A young, redheaded police woman jumped out of the back of the ambulance, her forehead beaded with sweat.

“Jim, what’s going on?” Jared said. “Why didn’t anyone call me?”

“Insulin-induced hypoglycemia. She’s unresponsive, tachycardic, and hypothermic. We have her on a glucose drip, but she hasn’t come to.”

“Colby, can you hear me?” Jared shook her hand. “Colby, it’s Jared. Wake up.”

A green wool blanket covered her up to her chin, and only her right arm stuck out of it. Jared placed her hand on her chest, grabbed the side rail, and wheeled her fast enough through the ER that Jim had to jog to keep up. “Put her in room one. Wilson, get me a warming blanket.”

“Doc, you should let me take this.” Wilson certainly had the skill set, but Jared refused to give up the lead role.

Simon Walker came rushing down the hall, the white tails of his open lab coat flapping behind him. “Jared, you are off this case.”

“I don’t have time for this, Simon.”

“Jared, I mean it. Get away from her.”

Jared narrowed his eyes. “Why, because she’s my wife? I can’t objectively take care of family? You slept with her, too.” He kept a determined pace, working to unfasten the buckles on the gurney.

Wilson exchanged an electric heating blanket for the wool one.

Jared’s first thought was that the zippered, men’s sweatshirt Colby was wearing didn’t belong to him. His second was that, at that moment, it didn’t matter. “Increase the drip on that IV. I need a glucose reading, now.”

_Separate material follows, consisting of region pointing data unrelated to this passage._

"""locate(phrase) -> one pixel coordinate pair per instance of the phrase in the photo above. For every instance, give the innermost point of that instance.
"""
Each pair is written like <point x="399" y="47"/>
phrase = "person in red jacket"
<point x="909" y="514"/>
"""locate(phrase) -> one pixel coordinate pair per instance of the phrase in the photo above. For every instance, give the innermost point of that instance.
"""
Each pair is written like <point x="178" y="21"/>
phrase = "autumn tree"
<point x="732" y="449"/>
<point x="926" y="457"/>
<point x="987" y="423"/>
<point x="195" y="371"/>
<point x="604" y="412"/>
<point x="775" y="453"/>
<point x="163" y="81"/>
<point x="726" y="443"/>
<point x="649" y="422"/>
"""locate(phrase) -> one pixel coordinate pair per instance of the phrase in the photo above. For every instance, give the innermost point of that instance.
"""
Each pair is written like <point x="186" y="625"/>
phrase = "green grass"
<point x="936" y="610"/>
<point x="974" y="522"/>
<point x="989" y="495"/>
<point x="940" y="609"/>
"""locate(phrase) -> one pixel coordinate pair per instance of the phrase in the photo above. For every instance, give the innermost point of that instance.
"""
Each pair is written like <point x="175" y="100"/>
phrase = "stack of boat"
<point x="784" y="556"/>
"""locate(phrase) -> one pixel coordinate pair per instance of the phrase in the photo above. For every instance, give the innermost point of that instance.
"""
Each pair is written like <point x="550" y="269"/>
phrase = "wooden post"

“I’ll have you suspended for this.” Simon kept at Jared, and Wilson stepped between them, running interference.

“Honestly, Simon, I don’t care if you have me
fired
.” Jared pulled the privacy curtain and continued his assessment.

Colby’s left sleeve was caught on a chewed IV line that hinted at a fight for her life.

She’d always been strong
.

Wilson attached the EKG leads and vitals monitor, and went to work on the tape. “We’ve got to get this line out to clot the bleeding.”

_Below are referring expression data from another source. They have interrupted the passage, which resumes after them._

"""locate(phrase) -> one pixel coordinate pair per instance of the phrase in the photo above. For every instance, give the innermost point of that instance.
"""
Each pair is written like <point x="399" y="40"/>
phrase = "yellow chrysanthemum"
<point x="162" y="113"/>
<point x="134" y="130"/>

“I need a picture, please,” Elsa said. “It’s evidence.”

Jared held up Colby’s arm, and Elsa snapped several shots.

“My name’s Elsa,” she said.

“Jared Monroe.” The introductions were brief and hurried.

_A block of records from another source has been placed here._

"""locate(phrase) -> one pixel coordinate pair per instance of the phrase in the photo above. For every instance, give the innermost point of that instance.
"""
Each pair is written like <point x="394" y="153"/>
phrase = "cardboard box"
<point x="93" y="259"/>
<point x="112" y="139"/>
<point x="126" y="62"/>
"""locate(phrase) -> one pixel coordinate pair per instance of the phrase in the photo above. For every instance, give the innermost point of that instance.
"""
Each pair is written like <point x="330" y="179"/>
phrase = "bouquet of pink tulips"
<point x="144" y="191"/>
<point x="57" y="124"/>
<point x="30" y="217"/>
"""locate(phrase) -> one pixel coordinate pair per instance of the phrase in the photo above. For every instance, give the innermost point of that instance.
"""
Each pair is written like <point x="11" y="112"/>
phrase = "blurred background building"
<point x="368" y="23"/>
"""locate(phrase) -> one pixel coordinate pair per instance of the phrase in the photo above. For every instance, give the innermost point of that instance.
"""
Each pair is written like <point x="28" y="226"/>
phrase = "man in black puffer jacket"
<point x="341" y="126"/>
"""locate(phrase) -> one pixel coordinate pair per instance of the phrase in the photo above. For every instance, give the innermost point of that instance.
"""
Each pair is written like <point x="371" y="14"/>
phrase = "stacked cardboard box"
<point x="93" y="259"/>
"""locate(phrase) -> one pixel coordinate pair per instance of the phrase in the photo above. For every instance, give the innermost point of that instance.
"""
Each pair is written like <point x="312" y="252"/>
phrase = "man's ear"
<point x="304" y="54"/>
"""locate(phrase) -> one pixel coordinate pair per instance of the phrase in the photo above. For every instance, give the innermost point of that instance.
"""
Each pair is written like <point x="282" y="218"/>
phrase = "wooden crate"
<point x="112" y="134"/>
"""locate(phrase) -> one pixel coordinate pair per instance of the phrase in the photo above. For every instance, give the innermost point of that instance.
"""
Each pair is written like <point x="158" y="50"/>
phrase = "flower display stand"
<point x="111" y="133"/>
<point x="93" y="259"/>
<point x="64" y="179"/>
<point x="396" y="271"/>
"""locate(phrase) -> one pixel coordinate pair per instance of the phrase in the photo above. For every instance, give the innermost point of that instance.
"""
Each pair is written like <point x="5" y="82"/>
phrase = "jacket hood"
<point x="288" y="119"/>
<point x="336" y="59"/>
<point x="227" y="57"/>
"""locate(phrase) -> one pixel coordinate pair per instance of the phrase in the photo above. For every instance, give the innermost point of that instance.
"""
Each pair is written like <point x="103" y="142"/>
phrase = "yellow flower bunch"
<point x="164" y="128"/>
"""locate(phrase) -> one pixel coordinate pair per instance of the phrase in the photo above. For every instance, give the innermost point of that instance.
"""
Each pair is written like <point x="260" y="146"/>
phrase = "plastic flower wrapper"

Wilson hit “Print” on the EKG machine, handed Jared the tracing, and repeated the blood-glucose testing. “Glucose level is up, but she’s still low. Heart rate is stabilizing. Temperature is normal.”

Jared noted blood on Colby’s jeans. “Get me a surgical tray and a suture kit.” He pushed the blanket off her leg and cut away her jeans. The cut was deep and embedded with rust. “Grab me a tetanus shot, too.”

Wilson set a cleaning basin and suturing supplies on a cart and pushed it next to Jared.

Jared pulled up a stool at the bedside and lowered the railing. He flushed the blood and debris from the wound with an irrigation syringe of sterile water and scrubbed at the edges. The cut was jagged, hard to align. Blood, water, and dirt soaked the disposable pad under Colby’s leg in a tie-dye pattern.

Elsa shivered and went pale.

“Are you all right?” Jared asked.

“I’m fine,” Elsa said.

Wilson opened a folding chair and pressed down on Elsa’s shoulders for her to sit. “Just in case.”

Jared anesthetized the wound despite Colby’s unconsciousness and hooked the suturing needle carefully through her skin. If she were awake, she’d insist on a plastic surgeon’s skill to minimize the scar. Jared, knowing how vain she was, did the next best job. No matter what had happened between them, he was determined to pull her through. The cut took six stitches, and when he was finished, he snipped the line and peeled off his bloody gloves, wondering how, exactly, all of this had happened. He turned to face Elsa and asked the question he almost didn’t want the answer to.

“Where did you find her?”

“In the garage behind Dorian Carmichael’s office.”